Back to my roots. To the spirituality of my ancestors. Ancestors that now include, and were graphed into my maternal and paternal roots by my Own Mama decree a while ago. A treaty was signed. A child given. A mother taken away and a new substitute was given.
I’ve had to learn what being Adopted entails and requires of me. Due to the passionate way I was conceived. I’m a fire cracker. Pop pop pop.
To me Adoption has a way different meaning altogether than anyone said back when I was given away to another. And I can’t say that society has had any solidarity about it being the way. It’s most conflicting as I asked strangers what they felt Adoption was? And told them my truth and changed their mind forever about it. Forever. I’m a closer.
Mama may have opened the can of worms. But we don’t need to leave it open forever and just give away worms for nothing. Worms are a commodity too. Just like I was a commodity back in the day to maintain the peace’s. For poor people not wanting to see what they didn’t do for me. Yeah. I wanted to see what people would DO. I’ve tested many. Blown minds after blown mind as I really saw what happened to me time and time again.

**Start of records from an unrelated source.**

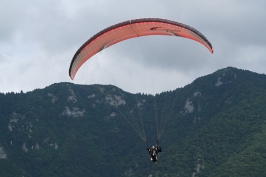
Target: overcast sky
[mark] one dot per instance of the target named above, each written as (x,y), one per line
(39,38)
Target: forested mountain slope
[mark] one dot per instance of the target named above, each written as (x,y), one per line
(215,127)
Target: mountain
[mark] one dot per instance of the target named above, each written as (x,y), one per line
(215,126)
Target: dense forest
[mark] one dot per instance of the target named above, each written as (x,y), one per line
(215,126)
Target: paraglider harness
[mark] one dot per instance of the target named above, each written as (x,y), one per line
(154,152)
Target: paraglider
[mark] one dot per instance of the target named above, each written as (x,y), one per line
(131,29)
(128,30)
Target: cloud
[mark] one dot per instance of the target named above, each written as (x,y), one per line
(39,38)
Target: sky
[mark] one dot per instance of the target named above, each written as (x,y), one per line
(39,38)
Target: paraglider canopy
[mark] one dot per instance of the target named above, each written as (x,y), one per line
(131,29)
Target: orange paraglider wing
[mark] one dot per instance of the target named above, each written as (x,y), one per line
(131,29)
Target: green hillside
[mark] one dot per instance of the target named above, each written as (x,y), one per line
(215,126)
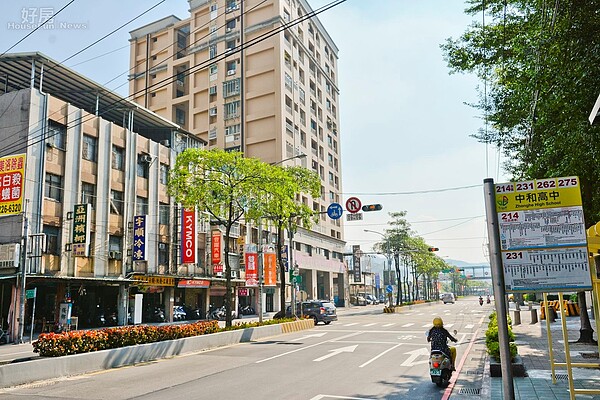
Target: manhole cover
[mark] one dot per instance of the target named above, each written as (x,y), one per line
(476,391)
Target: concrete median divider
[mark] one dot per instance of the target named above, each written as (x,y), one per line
(44,368)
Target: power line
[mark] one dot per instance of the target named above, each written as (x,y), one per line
(38,27)
(413,192)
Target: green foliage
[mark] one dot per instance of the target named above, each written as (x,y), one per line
(538,62)
(492,341)
(75,342)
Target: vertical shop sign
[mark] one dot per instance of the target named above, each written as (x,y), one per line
(139,238)
(12,172)
(216,247)
(356,254)
(81,230)
(251,263)
(189,235)
(270,266)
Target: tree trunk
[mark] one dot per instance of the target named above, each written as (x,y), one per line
(281,268)
(586,333)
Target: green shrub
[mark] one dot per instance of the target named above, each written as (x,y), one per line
(85,341)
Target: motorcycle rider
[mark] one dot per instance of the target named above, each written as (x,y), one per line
(438,336)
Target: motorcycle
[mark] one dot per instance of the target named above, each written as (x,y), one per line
(440,367)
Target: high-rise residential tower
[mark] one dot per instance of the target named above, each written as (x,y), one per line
(258,76)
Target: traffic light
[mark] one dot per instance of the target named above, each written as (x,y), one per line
(372,207)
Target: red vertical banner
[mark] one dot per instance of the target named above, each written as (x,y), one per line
(270,269)
(251,263)
(189,235)
(215,248)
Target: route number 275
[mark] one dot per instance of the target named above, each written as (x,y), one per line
(509,217)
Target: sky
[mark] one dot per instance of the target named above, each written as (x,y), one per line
(404,125)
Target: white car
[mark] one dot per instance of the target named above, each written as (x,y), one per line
(447,298)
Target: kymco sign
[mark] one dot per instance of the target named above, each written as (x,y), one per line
(188,237)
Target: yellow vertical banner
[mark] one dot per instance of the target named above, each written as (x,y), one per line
(12,179)
(270,269)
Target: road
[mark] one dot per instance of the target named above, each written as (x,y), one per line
(366,354)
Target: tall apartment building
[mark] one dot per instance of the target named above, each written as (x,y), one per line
(243,75)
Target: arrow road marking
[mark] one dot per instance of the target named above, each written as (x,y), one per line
(347,349)
(307,336)
(410,361)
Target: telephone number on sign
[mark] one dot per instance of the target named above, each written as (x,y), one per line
(10,208)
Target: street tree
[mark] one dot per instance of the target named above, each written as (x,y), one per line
(537,61)
(224,185)
(285,211)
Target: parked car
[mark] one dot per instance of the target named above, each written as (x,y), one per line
(358,300)
(447,298)
(319,310)
(372,299)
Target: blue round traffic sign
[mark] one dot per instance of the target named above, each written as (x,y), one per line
(334,211)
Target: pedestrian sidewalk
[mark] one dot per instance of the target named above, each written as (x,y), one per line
(532,342)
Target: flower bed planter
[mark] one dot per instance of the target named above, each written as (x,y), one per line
(517,367)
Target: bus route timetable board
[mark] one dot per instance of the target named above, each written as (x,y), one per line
(542,235)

I blow minds when I speak. That’s why they call me crazy as if I make this shit up? Why do people think it’s so powerful? I know it’s the remedy. And if people don’t like it? Well stop. It was done to me? Life poured into me separation aka dishonesty and delusions. And I stayed strong? Remembered who I really was? Like walking through zombies. Mad. You look just like you Mom and Dad? I can see you there? Great! I wasn’t in there when I got here, thanks for letting me know that I’m in there now, when I know, by the way, I did that myself from scratch. Thanks honey.